I was struck by the fact that we need to deal with such corruptions and hold people accountable at times, but if we are aware of our own fallibility it does not mean we do not act but allows us to do so with compassion and understanding rather than self-righteous judgement and moral pomposity.  In watching Having I Got News For You and the vitriol poured out towards someone who had died (Margaret Thatcher), the lack of humanity was deeply saddening and shocking for me, yet, whilst I might be saddened and not wish to condone the lack of humanity, I could not but help recognise that in my late-teens I felt exactly the same way and at the time of the IRA bombing remarked to my then girlfriend that I wished they had succeeded in killing Maggie.  Her disgust at my comment made me feel more ashamed of myself than I think I have ever felt since.  I still wince now to think I could have been so heartless and inhuman, whether I liked someone or not.

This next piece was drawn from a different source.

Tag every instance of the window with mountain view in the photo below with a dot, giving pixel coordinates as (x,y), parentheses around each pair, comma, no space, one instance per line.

If my friend Chrissy’s model of the brain is correct (and the evidence from the New Scientist seems to support it more and more strongly) then the rational brain (or pre-fontal lobes) is represented by Uranus (Aquarius) and Saturn (Capricorn) and these in turn correlate to the top lines of Hexagram 1 (The Creative) and Hexagram 2 (The Receptive).  Given the dangers of self-righteousness and judgmental enforcement of rules without “penetrating their minds with understanding”, perhaps this is why the I-Ching provides such strong warnings in these lines.  For Aquarius:

Arrogant dragon will have cause to repent.

When a man seeks to climb so high that he loses touch with the rest of 
mankind, he becomes isolated, and this necessarily leads to failure.
 
for Capricorn:

Dragons fight in the meadow.
Their blood is black and yellow.

In the top place the dark element should yield to the light. If it attempts to 
maintain a position to which it is not entitled and to rule instead of serving, 
it draws down upon itself the anger of the strong.
 
Lastly, I can only say that I am glad, having understood all this, that it has freed me from ever falling prey to hypocrisy and self-righteousness as so many other less enlightened people seem to do.